Pour obtenir le spectre lumineux de la planète, les chercheurs ont utilisé une longueur d'onde légèrement différente de celle employée pour révéler les images de 2008. «Il s'agit d'une longueur d'onde plus éloignée de la lumière visible parce que ce type de longueurs d'onde subit moins l'effet de la perturbation atmosphérique, précise David Lafrenière, membre de l'équipe qui a mené ces nouveaux travaux. Nous avons également recouru à l'optique adaptative, qui permet de corriger les déformations causées par les perturbations et dès lors d'obtenir une image plus nette.»
Composition de l'atmosphère
La lumière analysée n'est pas celle qui proviendrait de l'étoile et qui serait reflétée par la planète mais bien celle que la planète émet. Un astre qui atteint une telle masse produit en effet un rayonnement dans l'infrarouge. Au-delà de 13 fois la masse de Jupiter, l'astre n'est d'ailleurs plus considéré comme une planète mais comme une étoile naine brune.
L'analyse du spectre fournit de précieux renseignements aux astrophysiciens sur la composition de l'atmosphère de la planète et sur sa température. «La dispersion de la lumière émise par la planète, par conséquent son spectre, met au jour les éléments chimiques présents dans son atmosphère, explique le chercheur. Et cette composition chimique est dépendante de la température de l'astre.» Ces données peuvent permettre de comprendre comment la planète s'est formée.
Dans la longueur d'onde utilisée, l'analyse révèle la présence de méthane, de vapeur d'eau, de OH, c'est-à -dire d'un atome d'oxygène lié à un atome d'hydrogène, et de poussières tels les silicates. Toutefois, les résultats diffèrent de la composition chimique que les modèles théoriques prédisent. Les modèles sont basés sur l'hypothèse que la planète doit avoir une composition atomique semblable à celle de son étoile. À partir d'un scénario de 800 °C, qui est la température de la planète en question, on détermine les particules, atomes et molécules qui devraient se retrouver dans son atmosphère.
«Nos résultats montrent d'importantes différences par rapport au modèle, déclare David Lafrenière. La modélisation ne colle donc pas complètement à la réalité et le modèle théorique devra être révisé.»
D'autres observations seront néanmoins nécessaires pour compléter les données. Des équipes sont déjà à l'œuvre et scrutent présentement ces mêmes planètes en employant une longueur d'onde plus proche de la lumière visible.

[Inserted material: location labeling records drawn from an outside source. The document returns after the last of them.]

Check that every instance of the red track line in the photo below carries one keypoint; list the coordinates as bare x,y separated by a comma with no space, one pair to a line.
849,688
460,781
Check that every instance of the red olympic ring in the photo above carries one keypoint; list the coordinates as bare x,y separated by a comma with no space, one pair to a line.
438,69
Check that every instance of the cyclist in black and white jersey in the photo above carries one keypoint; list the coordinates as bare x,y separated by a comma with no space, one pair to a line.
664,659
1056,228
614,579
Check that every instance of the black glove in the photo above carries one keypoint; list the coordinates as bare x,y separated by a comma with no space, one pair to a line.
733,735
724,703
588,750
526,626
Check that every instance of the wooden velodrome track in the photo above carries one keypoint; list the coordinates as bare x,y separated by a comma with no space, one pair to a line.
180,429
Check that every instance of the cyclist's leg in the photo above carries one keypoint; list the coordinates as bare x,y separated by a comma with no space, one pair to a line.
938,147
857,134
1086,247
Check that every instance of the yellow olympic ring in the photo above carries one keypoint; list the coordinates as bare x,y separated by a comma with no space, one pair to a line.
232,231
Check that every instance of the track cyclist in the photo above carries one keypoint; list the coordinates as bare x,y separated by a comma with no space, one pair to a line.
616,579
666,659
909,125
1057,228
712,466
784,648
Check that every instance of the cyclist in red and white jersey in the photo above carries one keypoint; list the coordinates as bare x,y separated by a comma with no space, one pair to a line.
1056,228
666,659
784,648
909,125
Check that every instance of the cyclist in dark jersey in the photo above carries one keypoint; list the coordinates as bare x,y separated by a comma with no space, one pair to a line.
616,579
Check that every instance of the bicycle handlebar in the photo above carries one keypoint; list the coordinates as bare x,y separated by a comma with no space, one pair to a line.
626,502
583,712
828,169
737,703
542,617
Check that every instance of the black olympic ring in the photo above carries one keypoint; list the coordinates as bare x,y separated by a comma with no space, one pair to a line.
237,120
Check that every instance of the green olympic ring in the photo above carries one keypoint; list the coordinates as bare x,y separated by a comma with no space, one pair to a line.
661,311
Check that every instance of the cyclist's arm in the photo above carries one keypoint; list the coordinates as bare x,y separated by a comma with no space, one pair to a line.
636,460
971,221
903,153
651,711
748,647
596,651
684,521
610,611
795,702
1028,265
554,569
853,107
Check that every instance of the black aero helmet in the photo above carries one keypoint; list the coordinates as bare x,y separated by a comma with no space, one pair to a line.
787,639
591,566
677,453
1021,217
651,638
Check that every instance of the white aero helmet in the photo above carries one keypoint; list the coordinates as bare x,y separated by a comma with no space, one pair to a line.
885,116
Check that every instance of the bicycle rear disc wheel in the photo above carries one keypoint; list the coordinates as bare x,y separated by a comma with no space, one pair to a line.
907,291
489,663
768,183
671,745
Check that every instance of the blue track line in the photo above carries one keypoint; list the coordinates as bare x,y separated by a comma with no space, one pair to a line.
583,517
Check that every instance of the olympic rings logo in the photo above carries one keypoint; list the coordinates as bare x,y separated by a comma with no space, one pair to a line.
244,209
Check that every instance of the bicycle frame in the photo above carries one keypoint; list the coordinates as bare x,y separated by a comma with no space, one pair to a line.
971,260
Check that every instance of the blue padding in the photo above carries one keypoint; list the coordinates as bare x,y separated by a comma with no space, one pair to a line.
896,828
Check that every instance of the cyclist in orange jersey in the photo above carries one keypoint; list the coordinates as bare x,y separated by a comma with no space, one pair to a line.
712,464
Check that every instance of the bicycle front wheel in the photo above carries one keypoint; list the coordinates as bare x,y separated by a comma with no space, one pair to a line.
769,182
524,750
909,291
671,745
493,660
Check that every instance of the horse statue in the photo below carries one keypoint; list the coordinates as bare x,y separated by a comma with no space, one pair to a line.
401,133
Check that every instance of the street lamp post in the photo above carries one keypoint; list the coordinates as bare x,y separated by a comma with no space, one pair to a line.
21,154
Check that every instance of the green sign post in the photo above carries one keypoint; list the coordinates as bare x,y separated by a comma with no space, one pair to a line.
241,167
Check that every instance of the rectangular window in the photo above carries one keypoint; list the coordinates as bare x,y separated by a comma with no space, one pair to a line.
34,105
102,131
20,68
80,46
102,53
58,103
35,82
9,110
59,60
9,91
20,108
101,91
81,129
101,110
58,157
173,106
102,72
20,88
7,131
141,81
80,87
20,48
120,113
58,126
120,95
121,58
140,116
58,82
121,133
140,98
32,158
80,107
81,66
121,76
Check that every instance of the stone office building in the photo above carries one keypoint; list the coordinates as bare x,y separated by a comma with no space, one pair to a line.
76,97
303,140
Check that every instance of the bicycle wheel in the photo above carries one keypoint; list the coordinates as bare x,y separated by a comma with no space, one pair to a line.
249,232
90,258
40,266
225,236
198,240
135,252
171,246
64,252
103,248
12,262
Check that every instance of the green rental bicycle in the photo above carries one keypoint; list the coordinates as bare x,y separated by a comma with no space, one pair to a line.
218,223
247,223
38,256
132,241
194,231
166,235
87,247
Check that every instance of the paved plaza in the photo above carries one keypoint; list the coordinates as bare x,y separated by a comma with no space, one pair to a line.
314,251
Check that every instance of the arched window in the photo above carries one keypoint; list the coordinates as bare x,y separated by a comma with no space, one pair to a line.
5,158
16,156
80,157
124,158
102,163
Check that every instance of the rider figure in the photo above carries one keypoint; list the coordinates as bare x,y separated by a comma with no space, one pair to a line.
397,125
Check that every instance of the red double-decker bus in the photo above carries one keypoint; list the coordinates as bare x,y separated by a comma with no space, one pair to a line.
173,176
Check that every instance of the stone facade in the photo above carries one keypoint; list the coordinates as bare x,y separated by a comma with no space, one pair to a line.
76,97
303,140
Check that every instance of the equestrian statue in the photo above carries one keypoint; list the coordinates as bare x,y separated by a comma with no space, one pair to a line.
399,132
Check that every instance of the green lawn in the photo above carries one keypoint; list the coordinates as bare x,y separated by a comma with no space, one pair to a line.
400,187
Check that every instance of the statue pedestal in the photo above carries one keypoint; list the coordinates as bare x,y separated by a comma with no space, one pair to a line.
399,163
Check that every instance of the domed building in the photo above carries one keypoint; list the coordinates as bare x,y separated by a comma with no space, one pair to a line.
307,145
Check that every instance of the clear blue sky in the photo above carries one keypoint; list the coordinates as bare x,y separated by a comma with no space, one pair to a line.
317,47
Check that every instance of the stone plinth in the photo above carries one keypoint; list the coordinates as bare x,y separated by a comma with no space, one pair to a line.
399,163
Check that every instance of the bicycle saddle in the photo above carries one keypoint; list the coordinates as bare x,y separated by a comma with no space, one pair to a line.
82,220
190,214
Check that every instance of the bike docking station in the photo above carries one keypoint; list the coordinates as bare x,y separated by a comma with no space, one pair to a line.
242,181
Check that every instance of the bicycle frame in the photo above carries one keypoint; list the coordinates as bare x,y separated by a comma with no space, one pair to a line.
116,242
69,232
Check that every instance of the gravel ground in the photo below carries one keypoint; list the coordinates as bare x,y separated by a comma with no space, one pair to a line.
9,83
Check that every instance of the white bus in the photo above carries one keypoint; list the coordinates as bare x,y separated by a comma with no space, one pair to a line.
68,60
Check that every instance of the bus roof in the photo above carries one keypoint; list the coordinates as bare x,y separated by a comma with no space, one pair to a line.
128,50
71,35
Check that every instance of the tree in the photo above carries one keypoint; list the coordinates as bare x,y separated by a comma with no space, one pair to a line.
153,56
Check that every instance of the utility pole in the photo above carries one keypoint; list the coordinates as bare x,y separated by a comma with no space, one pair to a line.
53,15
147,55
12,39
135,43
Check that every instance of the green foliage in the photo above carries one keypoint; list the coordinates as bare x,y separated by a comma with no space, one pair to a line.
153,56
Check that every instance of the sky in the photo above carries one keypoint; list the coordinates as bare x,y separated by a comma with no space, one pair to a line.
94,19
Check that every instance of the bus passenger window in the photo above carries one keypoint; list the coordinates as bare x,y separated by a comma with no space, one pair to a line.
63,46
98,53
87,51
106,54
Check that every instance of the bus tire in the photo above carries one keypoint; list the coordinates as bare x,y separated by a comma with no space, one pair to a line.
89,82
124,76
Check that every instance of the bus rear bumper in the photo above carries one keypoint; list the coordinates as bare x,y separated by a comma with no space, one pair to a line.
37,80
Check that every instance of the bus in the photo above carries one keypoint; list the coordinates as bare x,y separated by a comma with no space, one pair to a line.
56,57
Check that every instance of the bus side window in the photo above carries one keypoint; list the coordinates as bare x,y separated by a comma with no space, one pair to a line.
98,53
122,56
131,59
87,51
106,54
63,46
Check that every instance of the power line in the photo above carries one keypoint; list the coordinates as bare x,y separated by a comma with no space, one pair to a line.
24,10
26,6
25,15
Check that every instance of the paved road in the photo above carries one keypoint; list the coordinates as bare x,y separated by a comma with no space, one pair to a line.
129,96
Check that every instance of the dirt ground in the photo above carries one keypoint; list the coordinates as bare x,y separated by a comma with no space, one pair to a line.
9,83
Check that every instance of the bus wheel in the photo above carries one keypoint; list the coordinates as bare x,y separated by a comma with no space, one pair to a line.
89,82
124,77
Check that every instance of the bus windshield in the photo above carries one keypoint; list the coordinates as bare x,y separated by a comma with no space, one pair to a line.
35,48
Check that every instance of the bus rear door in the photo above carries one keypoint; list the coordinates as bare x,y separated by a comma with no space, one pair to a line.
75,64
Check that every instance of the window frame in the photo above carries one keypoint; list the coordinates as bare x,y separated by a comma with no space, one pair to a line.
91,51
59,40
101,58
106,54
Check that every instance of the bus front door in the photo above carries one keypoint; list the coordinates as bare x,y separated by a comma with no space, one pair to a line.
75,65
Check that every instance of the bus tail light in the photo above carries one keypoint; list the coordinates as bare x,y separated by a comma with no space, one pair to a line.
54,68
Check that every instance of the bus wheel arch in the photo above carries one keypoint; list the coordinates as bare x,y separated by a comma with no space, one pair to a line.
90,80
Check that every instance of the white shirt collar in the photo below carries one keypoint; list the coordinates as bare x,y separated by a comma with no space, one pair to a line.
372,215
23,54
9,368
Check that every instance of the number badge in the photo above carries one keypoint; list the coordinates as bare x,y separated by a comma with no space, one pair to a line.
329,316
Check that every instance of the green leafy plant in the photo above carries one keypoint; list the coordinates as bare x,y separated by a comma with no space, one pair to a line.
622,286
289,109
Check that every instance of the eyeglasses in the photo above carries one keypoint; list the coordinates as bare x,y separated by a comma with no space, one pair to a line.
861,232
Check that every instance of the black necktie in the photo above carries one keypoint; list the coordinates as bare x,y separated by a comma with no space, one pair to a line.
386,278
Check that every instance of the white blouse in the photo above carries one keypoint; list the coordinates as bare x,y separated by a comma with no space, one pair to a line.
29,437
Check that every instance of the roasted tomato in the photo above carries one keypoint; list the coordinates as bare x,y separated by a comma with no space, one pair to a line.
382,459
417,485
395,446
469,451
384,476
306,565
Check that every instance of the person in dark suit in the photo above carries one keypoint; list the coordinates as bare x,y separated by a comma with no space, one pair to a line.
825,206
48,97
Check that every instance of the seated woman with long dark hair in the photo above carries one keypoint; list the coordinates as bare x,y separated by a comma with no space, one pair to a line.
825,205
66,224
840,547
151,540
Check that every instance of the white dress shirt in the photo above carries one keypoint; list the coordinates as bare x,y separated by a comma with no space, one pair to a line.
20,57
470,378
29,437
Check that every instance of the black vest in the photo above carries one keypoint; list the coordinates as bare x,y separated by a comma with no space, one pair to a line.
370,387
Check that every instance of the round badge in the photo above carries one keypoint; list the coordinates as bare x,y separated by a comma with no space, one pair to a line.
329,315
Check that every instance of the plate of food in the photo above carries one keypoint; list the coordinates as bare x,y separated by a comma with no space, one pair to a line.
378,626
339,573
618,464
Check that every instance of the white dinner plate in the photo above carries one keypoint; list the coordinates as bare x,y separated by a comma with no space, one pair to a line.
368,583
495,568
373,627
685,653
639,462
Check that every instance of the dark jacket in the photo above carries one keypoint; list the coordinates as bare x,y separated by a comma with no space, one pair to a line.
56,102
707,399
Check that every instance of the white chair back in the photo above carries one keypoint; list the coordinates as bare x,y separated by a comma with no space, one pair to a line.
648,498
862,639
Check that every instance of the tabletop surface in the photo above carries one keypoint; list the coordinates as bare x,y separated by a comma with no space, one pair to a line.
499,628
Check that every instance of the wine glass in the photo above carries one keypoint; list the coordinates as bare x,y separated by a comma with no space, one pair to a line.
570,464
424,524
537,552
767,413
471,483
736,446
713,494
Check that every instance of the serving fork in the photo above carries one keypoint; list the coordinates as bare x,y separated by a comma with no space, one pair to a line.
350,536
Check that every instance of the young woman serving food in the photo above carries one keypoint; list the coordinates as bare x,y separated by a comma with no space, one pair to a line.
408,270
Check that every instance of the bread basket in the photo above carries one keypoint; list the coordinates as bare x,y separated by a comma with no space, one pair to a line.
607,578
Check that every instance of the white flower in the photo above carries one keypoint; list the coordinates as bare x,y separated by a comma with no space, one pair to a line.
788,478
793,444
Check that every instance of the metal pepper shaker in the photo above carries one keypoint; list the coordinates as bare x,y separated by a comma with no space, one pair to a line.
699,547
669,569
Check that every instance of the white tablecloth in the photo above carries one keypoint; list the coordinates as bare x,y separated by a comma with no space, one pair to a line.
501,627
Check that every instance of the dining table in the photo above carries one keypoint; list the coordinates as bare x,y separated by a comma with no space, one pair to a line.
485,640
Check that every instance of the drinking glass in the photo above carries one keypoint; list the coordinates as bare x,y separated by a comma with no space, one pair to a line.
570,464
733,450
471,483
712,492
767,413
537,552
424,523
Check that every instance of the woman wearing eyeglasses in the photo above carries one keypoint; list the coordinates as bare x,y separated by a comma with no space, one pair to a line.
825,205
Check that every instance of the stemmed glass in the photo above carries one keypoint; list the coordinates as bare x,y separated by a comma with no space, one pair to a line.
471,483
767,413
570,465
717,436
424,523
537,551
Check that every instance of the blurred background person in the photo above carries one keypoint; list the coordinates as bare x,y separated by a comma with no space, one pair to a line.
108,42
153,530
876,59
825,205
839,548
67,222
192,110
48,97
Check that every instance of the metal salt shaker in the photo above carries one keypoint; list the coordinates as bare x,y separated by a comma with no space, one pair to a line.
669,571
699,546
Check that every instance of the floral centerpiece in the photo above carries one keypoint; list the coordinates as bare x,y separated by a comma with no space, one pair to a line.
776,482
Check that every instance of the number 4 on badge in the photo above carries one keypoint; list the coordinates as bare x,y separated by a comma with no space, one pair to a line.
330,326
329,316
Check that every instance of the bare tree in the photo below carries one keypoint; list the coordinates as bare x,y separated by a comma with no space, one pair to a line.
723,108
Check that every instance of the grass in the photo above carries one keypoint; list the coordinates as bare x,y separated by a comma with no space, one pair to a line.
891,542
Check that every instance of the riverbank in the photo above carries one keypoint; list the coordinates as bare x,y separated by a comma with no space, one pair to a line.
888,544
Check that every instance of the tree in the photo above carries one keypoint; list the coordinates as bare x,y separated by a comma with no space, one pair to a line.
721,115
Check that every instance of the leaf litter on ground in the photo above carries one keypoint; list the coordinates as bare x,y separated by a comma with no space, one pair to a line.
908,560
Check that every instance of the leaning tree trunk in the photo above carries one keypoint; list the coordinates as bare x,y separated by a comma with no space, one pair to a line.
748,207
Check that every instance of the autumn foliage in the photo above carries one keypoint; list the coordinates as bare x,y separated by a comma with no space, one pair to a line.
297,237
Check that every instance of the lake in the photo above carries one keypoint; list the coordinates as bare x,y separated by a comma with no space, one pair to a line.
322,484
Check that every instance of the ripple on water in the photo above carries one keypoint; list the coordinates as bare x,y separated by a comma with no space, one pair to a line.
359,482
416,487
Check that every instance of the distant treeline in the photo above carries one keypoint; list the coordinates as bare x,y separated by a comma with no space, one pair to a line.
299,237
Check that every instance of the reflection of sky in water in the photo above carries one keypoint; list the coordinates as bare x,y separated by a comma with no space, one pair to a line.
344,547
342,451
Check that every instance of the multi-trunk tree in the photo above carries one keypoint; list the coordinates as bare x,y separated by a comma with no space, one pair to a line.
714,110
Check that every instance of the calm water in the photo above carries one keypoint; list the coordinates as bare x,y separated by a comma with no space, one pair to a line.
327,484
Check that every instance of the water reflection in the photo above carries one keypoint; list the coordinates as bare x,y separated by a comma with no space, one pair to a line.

L'équipe de David Lafrenière avait pointé son télescope sur deux des trois planètes, mais l'une des deux nuits requises pour ces travaux a été trop nuageuse pour que l'équipe recueille des données concluantes. Les observations ont été faites au télescope VLT, situé au Chili et géré par l'Observatoire européen austral, et chacune des deux séances d'observation a demandé de cinq à six heures.
Soulignons que d'autres spectres lumineux d'exoplanètes ont déjà été obtenus, mais uniquement par observation indirecte, c'est-à -dire en comparant le spectre de l'étoile pendant et après l'éclipse causée par le passage d'une planète; la différence entre les deux états du spectre livre le contenu de l'atmosphère de la planète. Ce type d'observation cependant n'est possible que si le système planétaire se présente à l'horizontale par rapport à nous.
Sous la direction du professeur René Doyon, David Lafrenière s'est attelé à la planification des travaux d'observation qui seront effectués à l'aide du futur télescope spatial James Webb, qui devrait être mis en orbite en 2014 par la NASA, l'Agence spatiale canadienne et l'Agence spatiale européenne. Ce télescope sera notamment équipé d'instruments conçus à l'UdeM, dont un imageur à filtre ajustable permettant de varier la longueur d'onde utilisée pour l'observation. Cet instrument sera doté d'un coronographe et d'un masque d'interférence de la lumière de l'étoile pour aider à la recherche de planètes par imagerie directe.
Selon le chercheur, cet équipement pourrait permettre d'observer le spectre de planètes rocheuses du type de la Terre.